One last thought: if you haven't read _The Programmer's Brain_, you should at least listen to this podcast. https://se-radio.net/2021/06/episode-462-felienne-on-the-pro... There are a bunch of editing ideas related to how our brain works that I haven't seen well supported in an editor yet. You took one step in that direction — maybe there are some more opportunities?

Looking forward to what you come up with!

akshaysg · a year ago
Unfortunately we haven't built a clever way to sign up for updates! I'll think of the best way to do this (eventually we'll push updates directly in the product).

Working on adding the copilot opt-out as we speak!

I love the ideas here and I would like to discuss some of these with you. If it's OK with you, I am going email/DM you!

In general, we would love to engage in conversations with folks (feedback@haystackeditor.com)

julius · a year ago
- Demo made me want this instantly -- looks better than tabs

- Realized its VSCode -- started downloading

- Stopped the download when I saw AI -- cannot work on company code

Will definately try this when AI is disabled.

dahjelle · a year ago
Feel free to email — it’s in my profile. :-)
kmoser · a year ago
I really like the way it lets you navigate from function to function (and file to file) and back again. What would be even more useful would be to have a "history" window, similar to your browser's history, that would show the list of files/functions as I'm navigating from one to the other. This would allow me to step forwards or backwards, or even jump to anywhere in my navigation history, without having to slog through the open windows.

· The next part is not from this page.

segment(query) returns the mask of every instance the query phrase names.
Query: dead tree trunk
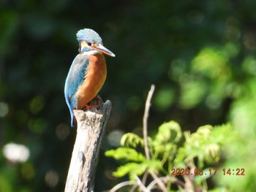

Note that this "navigation history" I'm thinking of would be completely unrelated to my edit history; undoing and redoing an edit would not bring me forward/back in my browse history, and vice-versa (although there could certain be keyboard shortcuts for traversing the navigation history as well).

akshaysg · a year ago
This is a great idea! Will think about how to best implement this.
exe34 · a year ago
look at emacs undo buffer, it would be awesome to avoid losing the future if you step into the past.
mondrian · a year ago
akshaysg · a year ago
Yeah bubbles are awesome! I like the minimap concept especially.
pavel_lishin · a year ago
> We do not store or log your code anywhere. We do send snippets of your code to Open AI as input for our navigational copilot. We'll add an option to disable this soon.

I look forward to checking this out once that option is in place.

akshaysg · a year ago
Added an opt-out for the navigational copilot on Mac -- just bring up the command pallet (CMD+SHIFT+P) and use the "Opt out of navigational copilot" command. Coming to Windows/Linux soon!

Note that we only send data to Open AI if you have a diagnostic indicating that you're calling a function that doesn't exist.

buffet_overflow · a year ago
Had the same reaction. I’m willing to support development for a tool like this, but would prefer to do it more….directly.
reddit_clone · a year ago
Agreed. That should have been a opt-in from day one!
vegadw · a year ago
Yeah, can't exactly try this at work as is.